Un’altra chiave era lo scimmiottamento del genere supereroistico, arrivato col tempismo perfetto nel momento in cui il cinecomic iniziava ad arrancare. Quel dito medio – diventato marchio di fabbrica della serie – alla Marvel, alla DC e agli universi condivisi munti all’inverosimile, però, si è lentamente trasformato in una mano tesa che ha trascinato The Boys proprio nello stesso pozzo in cui era già caduto, ad esempio, l’MCU: scrittura pigra e raffazzonata ed un occhio più ad espandere l’universo che a raccontare una storia coerente.

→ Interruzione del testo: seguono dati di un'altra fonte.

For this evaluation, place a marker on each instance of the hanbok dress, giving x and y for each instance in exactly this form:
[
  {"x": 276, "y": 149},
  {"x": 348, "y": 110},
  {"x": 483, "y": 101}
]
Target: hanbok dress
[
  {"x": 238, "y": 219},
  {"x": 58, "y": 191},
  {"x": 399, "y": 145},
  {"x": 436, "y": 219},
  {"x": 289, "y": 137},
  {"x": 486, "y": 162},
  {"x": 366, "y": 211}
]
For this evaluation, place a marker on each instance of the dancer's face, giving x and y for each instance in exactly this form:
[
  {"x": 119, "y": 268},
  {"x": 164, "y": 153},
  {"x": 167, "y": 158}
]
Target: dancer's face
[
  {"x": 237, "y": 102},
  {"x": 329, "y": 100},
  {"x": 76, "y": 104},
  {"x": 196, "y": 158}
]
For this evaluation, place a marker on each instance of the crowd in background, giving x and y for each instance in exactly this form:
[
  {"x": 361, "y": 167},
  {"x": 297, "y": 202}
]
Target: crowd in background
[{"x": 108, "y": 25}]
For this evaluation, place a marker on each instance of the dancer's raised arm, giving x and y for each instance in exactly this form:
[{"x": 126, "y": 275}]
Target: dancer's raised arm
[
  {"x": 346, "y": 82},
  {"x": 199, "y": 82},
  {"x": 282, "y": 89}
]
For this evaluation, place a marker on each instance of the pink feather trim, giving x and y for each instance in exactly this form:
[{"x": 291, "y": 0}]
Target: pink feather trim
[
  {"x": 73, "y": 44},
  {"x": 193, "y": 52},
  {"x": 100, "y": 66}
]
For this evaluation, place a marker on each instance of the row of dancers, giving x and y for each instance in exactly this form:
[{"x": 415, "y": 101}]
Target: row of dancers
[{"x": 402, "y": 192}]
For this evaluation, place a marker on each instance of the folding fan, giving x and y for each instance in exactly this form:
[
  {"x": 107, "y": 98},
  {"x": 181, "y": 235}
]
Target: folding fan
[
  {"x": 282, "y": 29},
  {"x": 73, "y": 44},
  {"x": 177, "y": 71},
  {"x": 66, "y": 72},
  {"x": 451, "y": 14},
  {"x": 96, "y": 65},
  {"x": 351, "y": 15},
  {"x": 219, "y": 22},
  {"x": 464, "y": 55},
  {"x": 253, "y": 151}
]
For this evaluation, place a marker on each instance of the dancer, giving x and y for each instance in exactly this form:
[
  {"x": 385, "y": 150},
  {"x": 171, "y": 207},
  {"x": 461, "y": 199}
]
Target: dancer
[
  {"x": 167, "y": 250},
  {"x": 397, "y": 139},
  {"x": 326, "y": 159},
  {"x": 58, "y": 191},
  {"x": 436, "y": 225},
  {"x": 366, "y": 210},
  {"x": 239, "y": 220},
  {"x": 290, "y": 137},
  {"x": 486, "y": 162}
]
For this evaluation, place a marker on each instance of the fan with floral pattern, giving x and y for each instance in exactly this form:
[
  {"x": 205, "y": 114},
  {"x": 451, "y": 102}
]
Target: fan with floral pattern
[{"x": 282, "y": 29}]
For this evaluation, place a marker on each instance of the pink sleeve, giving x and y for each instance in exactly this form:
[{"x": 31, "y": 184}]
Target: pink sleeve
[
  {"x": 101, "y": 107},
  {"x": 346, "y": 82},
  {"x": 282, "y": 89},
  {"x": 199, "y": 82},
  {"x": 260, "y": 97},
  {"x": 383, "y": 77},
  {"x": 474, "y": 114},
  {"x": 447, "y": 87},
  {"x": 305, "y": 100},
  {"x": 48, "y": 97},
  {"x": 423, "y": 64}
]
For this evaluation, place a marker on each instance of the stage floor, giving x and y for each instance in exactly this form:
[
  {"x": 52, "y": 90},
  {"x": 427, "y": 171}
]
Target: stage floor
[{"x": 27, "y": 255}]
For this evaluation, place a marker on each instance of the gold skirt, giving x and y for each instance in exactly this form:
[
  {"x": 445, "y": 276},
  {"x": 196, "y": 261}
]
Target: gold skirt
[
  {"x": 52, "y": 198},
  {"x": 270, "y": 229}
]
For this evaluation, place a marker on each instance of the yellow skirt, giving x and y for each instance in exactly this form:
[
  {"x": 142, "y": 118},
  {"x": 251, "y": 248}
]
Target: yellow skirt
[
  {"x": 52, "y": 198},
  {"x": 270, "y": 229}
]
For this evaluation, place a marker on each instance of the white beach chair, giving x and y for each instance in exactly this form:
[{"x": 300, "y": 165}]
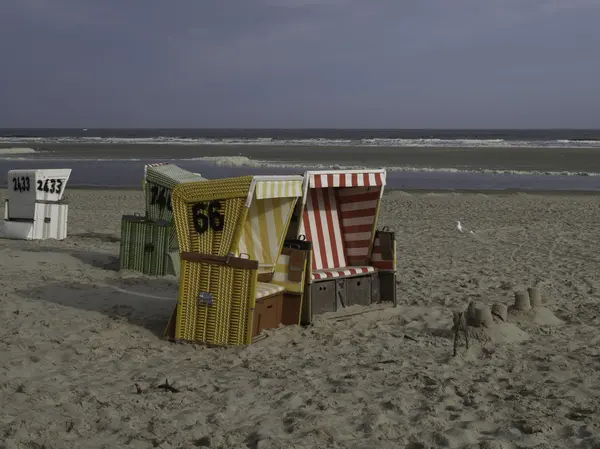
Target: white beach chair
[{"x": 35, "y": 208}]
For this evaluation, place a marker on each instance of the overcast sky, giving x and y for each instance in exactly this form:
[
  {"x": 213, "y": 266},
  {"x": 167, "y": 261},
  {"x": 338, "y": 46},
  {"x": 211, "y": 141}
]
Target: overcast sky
[{"x": 300, "y": 63}]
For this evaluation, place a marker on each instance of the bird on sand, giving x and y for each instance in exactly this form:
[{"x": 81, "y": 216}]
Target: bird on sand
[{"x": 460, "y": 228}]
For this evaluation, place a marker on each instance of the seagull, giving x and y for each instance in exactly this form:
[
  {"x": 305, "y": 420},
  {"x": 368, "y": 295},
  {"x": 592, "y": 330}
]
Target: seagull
[{"x": 461, "y": 229}]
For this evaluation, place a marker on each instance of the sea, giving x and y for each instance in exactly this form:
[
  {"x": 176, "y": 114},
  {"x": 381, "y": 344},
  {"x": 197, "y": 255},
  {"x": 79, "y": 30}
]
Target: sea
[{"x": 513, "y": 160}]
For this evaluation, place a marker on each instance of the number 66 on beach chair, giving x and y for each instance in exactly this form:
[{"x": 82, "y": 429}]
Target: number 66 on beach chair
[
  {"x": 231, "y": 233},
  {"x": 35, "y": 208},
  {"x": 352, "y": 262}
]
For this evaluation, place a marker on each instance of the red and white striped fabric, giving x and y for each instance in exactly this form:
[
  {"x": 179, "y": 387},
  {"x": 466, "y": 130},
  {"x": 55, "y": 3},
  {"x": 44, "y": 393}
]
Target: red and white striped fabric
[
  {"x": 367, "y": 178},
  {"x": 358, "y": 212},
  {"x": 321, "y": 225},
  {"x": 341, "y": 272}
]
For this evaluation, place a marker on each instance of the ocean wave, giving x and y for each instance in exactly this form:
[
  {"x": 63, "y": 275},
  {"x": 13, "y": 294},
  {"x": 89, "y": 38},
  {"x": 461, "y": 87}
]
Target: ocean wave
[
  {"x": 376, "y": 142},
  {"x": 243, "y": 161},
  {"x": 16, "y": 151}
]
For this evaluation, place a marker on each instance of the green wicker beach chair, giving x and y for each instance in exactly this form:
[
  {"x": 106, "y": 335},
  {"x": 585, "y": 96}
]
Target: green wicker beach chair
[{"x": 149, "y": 243}]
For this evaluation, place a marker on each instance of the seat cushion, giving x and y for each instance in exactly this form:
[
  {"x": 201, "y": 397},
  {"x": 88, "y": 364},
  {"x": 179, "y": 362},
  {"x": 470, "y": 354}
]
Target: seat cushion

È interessante notare come, parallelamente, sia ora la Marvel in ripresa sul piccolo schermo con Daredevil: Born Again, mentre The Boys cade.

Nota a margine, proprio quell’onnipresente umorismo continuo che negli ultimi anni aveva reso insostenibili i prodotti dell’MCU, viene qui declinato in una versione 18+: se all’inizio faceva ridere, viene reso piuttosto fastidioso quando diventa ogni parola che esce dalla bocca di Soldatino, per dirne una.

The Boys

The Boys si unisce quindi, a malincuore di chi vi scrive, all’esclusivo club delle grandi serie con finali non all’altezza, insieme alla sopracitata Trono di Spade (per sempre regina della categoria), a Stranger Things e How I Met Your Mother. Ed è ancora una volta un vero peccato, perché se da un lato una conclusione deludente non deve far rivalutare in negativo la qualità che fu della serie, allo stesso modo ci ritroviamo di nuovo con l‘amaro in bocca e quella familiare sensazione di incomiuto.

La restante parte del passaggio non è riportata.